Vascular morphogenesis encompasses a temporally regulated set of morphological changes that endothelial cells undergo to generate a network of interconnected tubules. Such a complex process inevitably involves multiple cell signaling pathways that must be tightly coordinated in time and space. The formation of a new capillary involves endothelial cell activation, migration, alignment, proliferation, tube formation, branching, anastomosis, and maturation of intercellular junctions and the surrounding basement membrane. Each of these stages is either known or suspected to fall under the influence of the vascular endothelial growth factor, notch, and transforming growth factor-beta/bone morphogenetic protein signaling pathways. Vascular endothelial growth factor is essential for initiation of angiogenic sprouting, and also regulates migration of capillary tip cells, proliferation of trunk cells, and gene expression in both. Notch has been implicated in the regulation of cell fate decisions in the vasculature, especially the choice between arterial and venular endothelial cells, and between tip and trunk cell phenotype. Transforming growth factor-beta regulates cell migration and proliferation, as well as matrix synthesis. In this review, we emphasize how crosstalk between these pathways is essential for proper patterning of the vasculature and offer a transcriptional oscillator model to explain how these pathways might interact to generate new tip cells during retinal angiogenesis.

TNF primes endothelial cells for angiogenic sprouting by inducing a tip cell phenotype.

Pathological angiogenesis associated with wound healing often occurs subsequent to an inflammatory response that includes the secretion of cytokines such as tumor necrosis factor (TNF). Controversy exists on the angiogenic actions of TNF, with it being generally proangiogenic in vivo, but antiangiogenic in vitro. We find that whereas continuous administration of TNF in vitro or in vivo inhibits angiogenic sprouting, a 2- to 3-day pulse stimulates angiogenesis by inducing an endothelial "tip cell" phenotype. TNF induces the known tip cell genes platelet-derived growth factor B (PDGFB) and vascular endothelial cell growth factor receptor-2 (VEGFR2), while at the same time blocking signaling through VEGFR2, thus delaying the VEGF-driven angiogenic response. Notch signaling regulates tip cell function, and we find that TNF also induces the notch ligand jagged-1, through an NFkappaB-dependent mechanism. Enrichment of jagged-1 in tip cells was confirmed by immunofluorescent staining as well as by laser capture microdissection/quantitative reverse-transcription-polymerase chain reaction (qRT-PCR) of tip cells sprouting in vitro. Thus, in angiogenesis, the temporal expression of TNF is critical: it delays angiogenesis initially by blocking signaling through VEGFR2, but in addition by inducing a tip cell phenotype through an NFkappaB-dependent pathway, it concomitantly primes endothelial cells (ECs) for sprouting once the initial inflammatory wave has passed.

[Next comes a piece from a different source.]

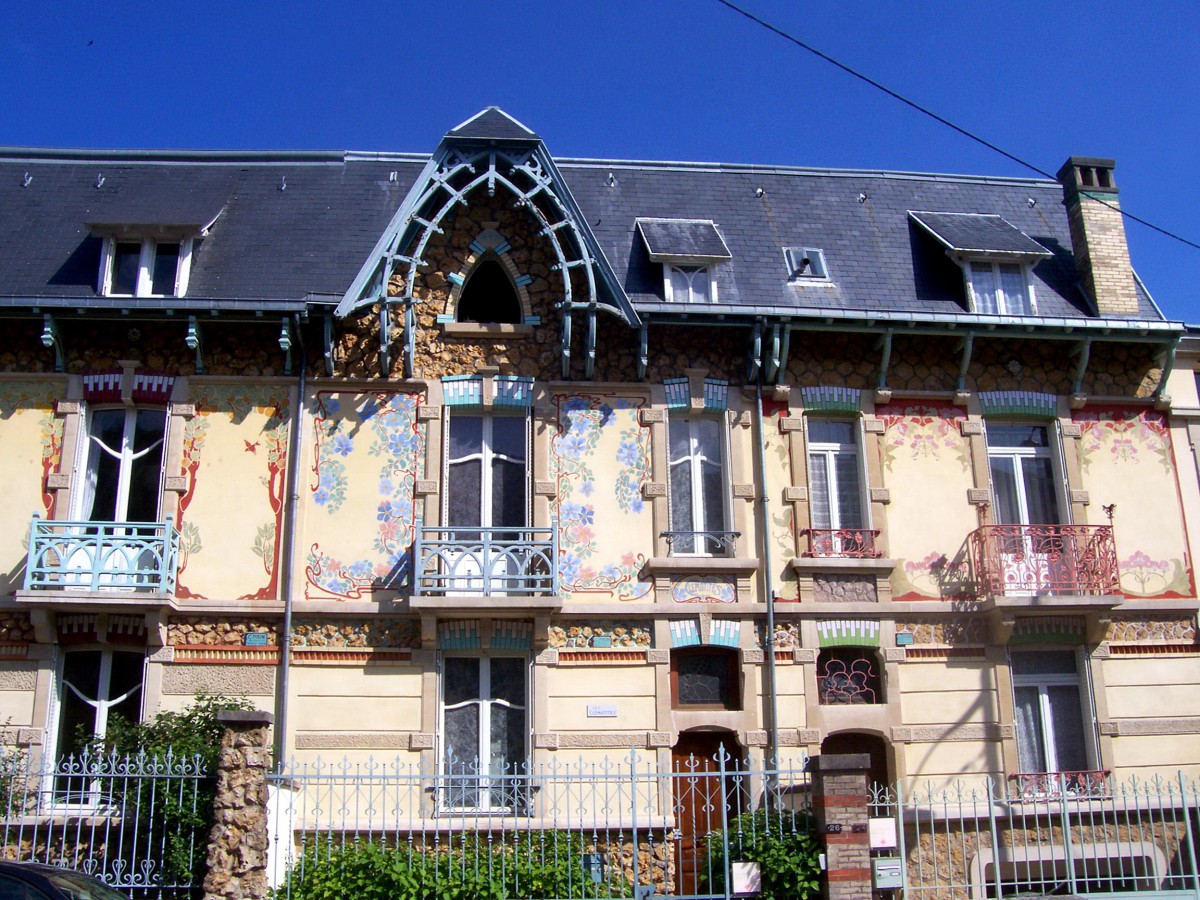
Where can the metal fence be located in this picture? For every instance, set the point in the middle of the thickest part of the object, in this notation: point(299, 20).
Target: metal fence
point(1057, 835)
point(137, 822)
point(592, 828)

HESR1/CHF2 suppresses VEGFR2 transcription independent of binding to E-boxes.

The bHLH transcription factor HESR1 (CHF2) acts downstream of notch to regulate cardiovascular development and angiogenesis, at least in part through down-regulation of the VEGF receptor, VEGFR2. Surprisingly, we find that HESR1 interacts with the promoter in endothelial cells (EC) not through direct binding to the E-boxes, but through intermediary interactions with GC-box-binding proteins. The bHLH and orange domains of HESR1 are sufficient for repression in EC, likely through recruitment of co-repressors, however, the C-terminal YRPW motif is not required. The VEGFR2 promoter contains a functional initiator element but no TATA box, however, addition of a TATA sequence renders the promoter resistant to inhibition by HESR1. In agreement with this finding, the NrCAM, TK, and CMV promoters, which have TATA boxes, cannot be repressed. Thus, HESR1 represses VEGFR2 through interactions with SP-1-like factors and requires an Inr element in the absence of a TATA box. Our findings illuminate an important mechanism for notch/HESR1 regulation of VEGF-induced angiogenesis.